Birdmen: The Wright Brothers, Glenn Curtiss, And The Battle To Control The Skies by Lawrence Goldstone, 2014
This book examines the early period of aviation from its beginnings through World War I. Two main threads emerge; one being the technical side of the discovery of flight and the incremental performance improvements, the second being the personalities of the early aviators and the legal wrangling that they became embroiled in. The central focus is on the Wright brothers and their chief rival, Glenn Curtiss. A large cast of additional rival inventors, entrepreneurs, dare-devil pilots, politicians, and con men are presented to round out the story. The main theme is how the Wright brothers, perfectly suited as inventors, achieve one of the most significant discoveries in history and become consumed by defending it legally and are thrust into roles they are ill-suited for, leaving them bitter and drained (and Wilbur dead). Glenn Curtiss, who infringed on their patent, continued to innovate during the lawsuits and surpassed their designs with planes of his own. He was, in turn, victimized by a con man who nearly ruined Curtiss financially. The effectiveness, or lack thereof, of the patent system to balance the encouragement of innovation versus fairly rewarding original invention is a sub-theme touched on in the latter part of the book. Indispensable to the technical progress that was made in this period are the dare-devil pilots who flew and performed stunts in the wildly popular air shows and races. Almost all of them died testing the limits of early aircraft. One of the most colorful and daring of these pilots was Lincoln Beachey. Playing off the stereotypes of women of the times, he sometimes flew in drag under a female pseudonym to further enhance the astonishment of the audience. He was also instrumental in figuring out the recovery from a tailspin: “In 1911, for example, a tailspin meant almost certain death, since no aviator had found a means to recover once the aircraft began spiraling toward the ground. Convinced he could solve the problem, Beachey flew his Curtiss biplane to five thousand feet and then intentionally threw it into a tailspin. Trying different techniques as he spun downward, he eventually kicked the rudder hard against the spin, and the plane leveled out.”

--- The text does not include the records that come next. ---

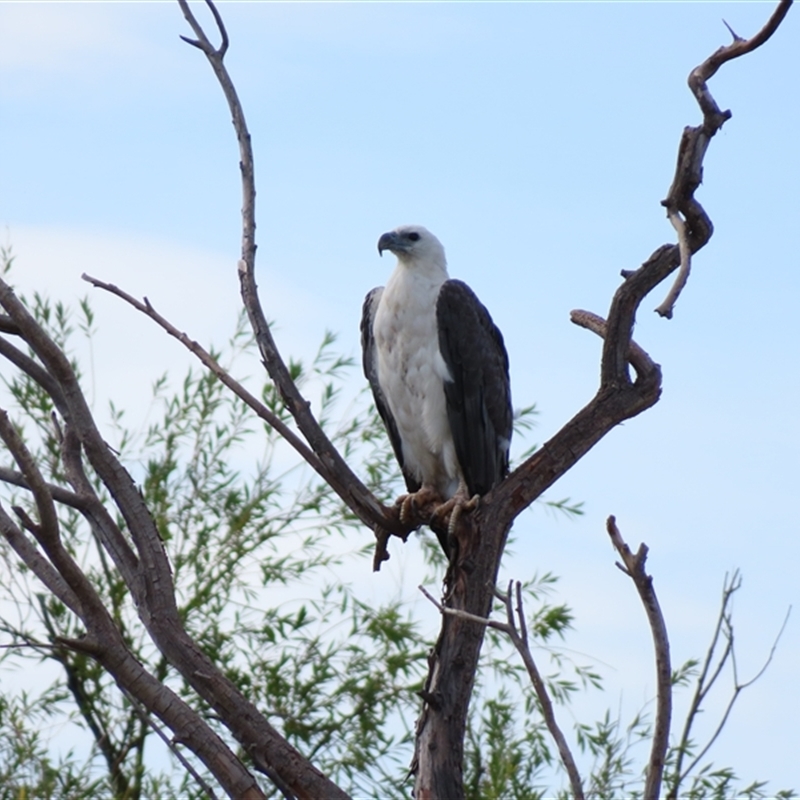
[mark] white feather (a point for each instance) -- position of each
(411, 370)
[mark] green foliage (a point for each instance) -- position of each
(260, 550)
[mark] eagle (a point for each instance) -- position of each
(438, 369)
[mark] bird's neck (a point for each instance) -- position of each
(424, 278)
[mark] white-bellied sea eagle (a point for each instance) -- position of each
(438, 369)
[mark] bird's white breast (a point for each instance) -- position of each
(411, 372)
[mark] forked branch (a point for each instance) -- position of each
(516, 629)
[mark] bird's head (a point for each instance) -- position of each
(413, 243)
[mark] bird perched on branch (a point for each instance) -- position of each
(438, 369)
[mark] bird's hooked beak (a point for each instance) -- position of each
(391, 241)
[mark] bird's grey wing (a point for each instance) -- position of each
(370, 363)
(479, 395)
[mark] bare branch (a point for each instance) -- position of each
(38, 564)
(520, 642)
(685, 212)
(634, 567)
(346, 484)
(668, 305)
(708, 677)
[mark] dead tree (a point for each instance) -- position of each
(630, 383)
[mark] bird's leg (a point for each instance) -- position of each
(410, 504)
(455, 506)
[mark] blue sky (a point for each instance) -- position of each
(536, 140)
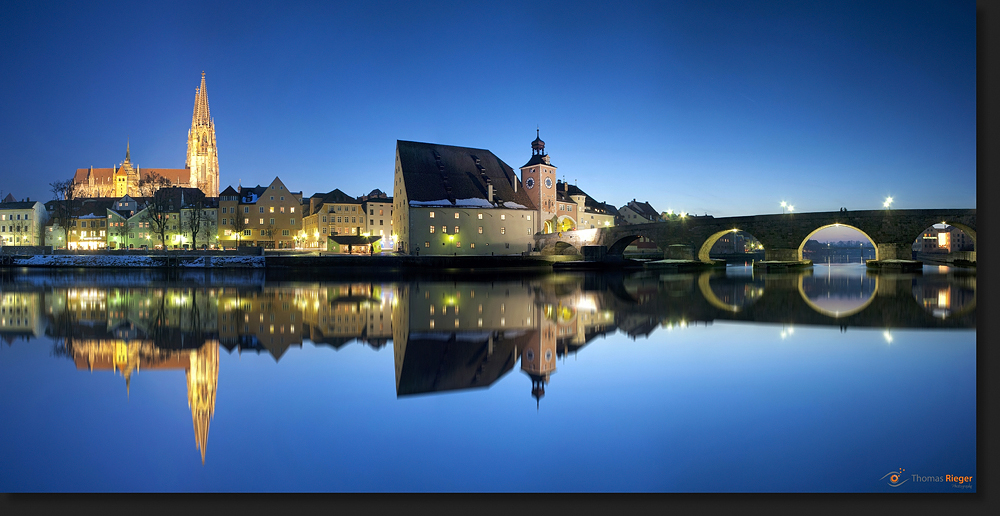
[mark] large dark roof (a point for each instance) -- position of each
(444, 175)
(11, 205)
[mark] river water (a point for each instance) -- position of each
(828, 380)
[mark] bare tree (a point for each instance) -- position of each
(194, 208)
(64, 192)
(151, 183)
(239, 225)
(121, 232)
(157, 214)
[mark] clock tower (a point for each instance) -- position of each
(539, 179)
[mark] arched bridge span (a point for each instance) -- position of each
(782, 235)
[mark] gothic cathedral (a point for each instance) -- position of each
(202, 159)
(201, 168)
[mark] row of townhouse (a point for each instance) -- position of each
(269, 216)
(20, 222)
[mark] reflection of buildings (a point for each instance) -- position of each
(450, 336)
(201, 367)
(942, 299)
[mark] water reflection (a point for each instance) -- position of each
(446, 335)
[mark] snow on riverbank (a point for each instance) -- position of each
(75, 260)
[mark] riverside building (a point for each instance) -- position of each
(450, 200)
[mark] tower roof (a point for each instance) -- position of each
(201, 116)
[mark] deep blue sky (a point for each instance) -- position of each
(724, 108)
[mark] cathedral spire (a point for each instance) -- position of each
(201, 114)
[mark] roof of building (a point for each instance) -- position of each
(106, 175)
(644, 209)
(445, 175)
(11, 205)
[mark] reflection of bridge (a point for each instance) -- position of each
(783, 236)
(780, 299)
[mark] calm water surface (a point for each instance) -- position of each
(829, 380)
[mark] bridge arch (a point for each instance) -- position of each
(832, 313)
(706, 247)
(802, 244)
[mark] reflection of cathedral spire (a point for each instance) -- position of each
(203, 380)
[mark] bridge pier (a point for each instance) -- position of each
(679, 252)
(778, 254)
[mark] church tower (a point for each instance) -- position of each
(202, 158)
(539, 178)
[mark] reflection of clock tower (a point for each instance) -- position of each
(538, 359)
(539, 179)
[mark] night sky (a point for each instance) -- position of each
(725, 108)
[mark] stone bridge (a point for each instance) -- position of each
(783, 236)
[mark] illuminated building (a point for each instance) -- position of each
(201, 164)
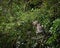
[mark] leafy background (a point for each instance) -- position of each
(16, 18)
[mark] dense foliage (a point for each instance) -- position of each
(16, 29)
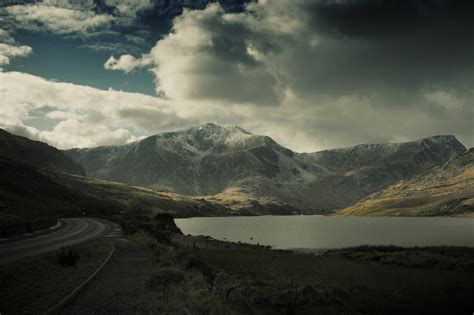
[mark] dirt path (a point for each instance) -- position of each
(118, 287)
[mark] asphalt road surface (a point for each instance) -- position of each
(72, 231)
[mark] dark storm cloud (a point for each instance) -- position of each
(366, 46)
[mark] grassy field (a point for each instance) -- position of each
(359, 280)
(33, 285)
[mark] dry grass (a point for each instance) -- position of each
(34, 284)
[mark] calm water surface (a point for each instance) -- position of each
(321, 232)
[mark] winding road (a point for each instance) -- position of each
(72, 231)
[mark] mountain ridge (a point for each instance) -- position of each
(208, 160)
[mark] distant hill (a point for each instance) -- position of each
(36, 153)
(234, 167)
(442, 190)
(28, 192)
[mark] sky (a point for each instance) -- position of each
(312, 75)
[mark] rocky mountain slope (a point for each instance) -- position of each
(38, 181)
(442, 190)
(36, 153)
(29, 193)
(229, 164)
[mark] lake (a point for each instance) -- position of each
(322, 232)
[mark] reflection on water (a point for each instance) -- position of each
(320, 232)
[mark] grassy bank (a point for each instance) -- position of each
(35, 284)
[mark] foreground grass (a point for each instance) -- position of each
(35, 284)
(399, 281)
(192, 294)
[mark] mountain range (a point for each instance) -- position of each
(447, 189)
(250, 172)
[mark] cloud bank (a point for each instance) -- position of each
(317, 74)
(80, 116)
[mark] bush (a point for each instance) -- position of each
(67, 256)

As in the case with many other major inventions, the airplane came about through the accumulation of technical discoveries of many investigators to which a final inventor(s), here the Wright brothers, provided the critical missing pieces. Through their meticulous work they found the means for lateral stability by wing warping, and an improved wing shape for providing enough lift. As great as this achievement was, the legal controls and royalties that they were seeking in their patent lawsuits were drastic and greedy enough to essentially turn all of the other inventors, including many who were making their own discoveries, into the Wright brothers employees. Such an injustice was forestalled with a narrow upholding of the patent and further legal circumvention by Curtiss and others. The legal battles, which dragged on for years, had the net effect of stifling aviation innovation in America up to World War I and as a result, the only aircraft designs flown in battle in World War I were European. The Americans produced only an inferior copy of an English machine for the war. In the end, Orville Wright pursued a personal vendetta against Glenn Curtiss, whom he blamed for Wilbur’s death. This book brings to light the struggles among the pioneers of flight which time has filtered out of the broader public awareness. Similar rivalries have been written about in recent years in this historical sub-genre. Two notable examples are: “Empires of Light: Edison, Tesla, Westinghouse, and the Race to Electrify the World” by Jill Jonnes, and “Capturing the light: The Birth of Photography, A True Story of Genius and Rivalry.” by Roger Watson.